Troubling. Confusing. Mysterious. True? For two millennia the answer from the church seems to have been “yes.” Today, we are not so sure.
Did Jesus not say to the thief Today you will be with me in paradise?
Did he not cry out with his dying breath It is finished?
How, then, could we have been wrong all this time? Did John Calvin, in haste to get to the part about predestination, skim over the final words of Jesus? Did Martin Luther have the pope on his mind when he translated the story of Jesus from Greek to German? Could he have missed the dying words of Jesus? Was St. Augustine checking out some pretty girls when he came to the crucifixion scene in all four of the gospel accounts (he was a self-confessed sex-addict, as we might say today!)? How could the cloud of witnesses have been wrong for thousands of years about something as simple as the sequence of the death, burial and resurrection of Jesus?
Every Sunday, all around the world, many of us confess these four words in the middle of what is called The Apostles’ Creed. For centuries (something like twenty centuries), we have stood up and confessed the ancient words that, while not in the bible, we agree to be a summary of the faith we have been born into through the water and the word.
But could we be wrong? Could they have all been wrong?
Then answer of course, is “yes.” Since when does our discovery that a chorus of scholars and leaders has been wrong all along qualify as front-page news? You would have thought we learned our lesson with Copernicus, or Columbus- or even Luther himself. As long as we are breathing we have possibility of being wrong- in fact, we have the propensity for it. Since when does a collection of idiots guarantee a lack of idiocy? Of course the Fathers could be dead wrong for including this statement in so sacred a document. In fact, the odds are that they were wrong, given our simple arithmetic.
The next question, however, becomes is it not also possible that we are wrong? We are under the same curse as our fathers, after all, right? It could be that our judgment is flawed. Once again G.K. Chesterton’s words ring true:
A man was meant to be doubtful about himself, but undoubting about the truth; this has been exactly reversed.
If we are willing to call two thousand years worth of our fathers thought crazy, we had better have a good reason!
But is it important, this whole discussion about a little statement like He descended into hell?

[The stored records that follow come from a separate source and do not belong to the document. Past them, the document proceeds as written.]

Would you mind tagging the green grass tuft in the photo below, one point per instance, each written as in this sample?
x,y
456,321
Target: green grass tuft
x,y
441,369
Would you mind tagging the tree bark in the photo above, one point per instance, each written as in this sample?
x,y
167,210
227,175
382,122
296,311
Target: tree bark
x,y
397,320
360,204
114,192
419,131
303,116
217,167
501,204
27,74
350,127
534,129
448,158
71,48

Why should we, who have our own personal demons to do battle with on a moment-by-moment basis, spend our time worrying about whether or not Jesus went down to hell for us?
Here again is one of our questions with it’s own answer.
We, who do battle with the demons of pride, lust, shame, anger, gluttony, self-hatred and addiction would be the first in line to investigate the triumph of Jesus over the hell, right? We have all been in the place where we feel abandoned- cast out of the presence of God. This little phrase provides proof that Jesus has taken this abandonment on his own head for us.
We, who do not have time for such trifling phrases are the ones who need them most.
Let’s take a few weeks and talk about Jesus’ descent into hell for us, shall we?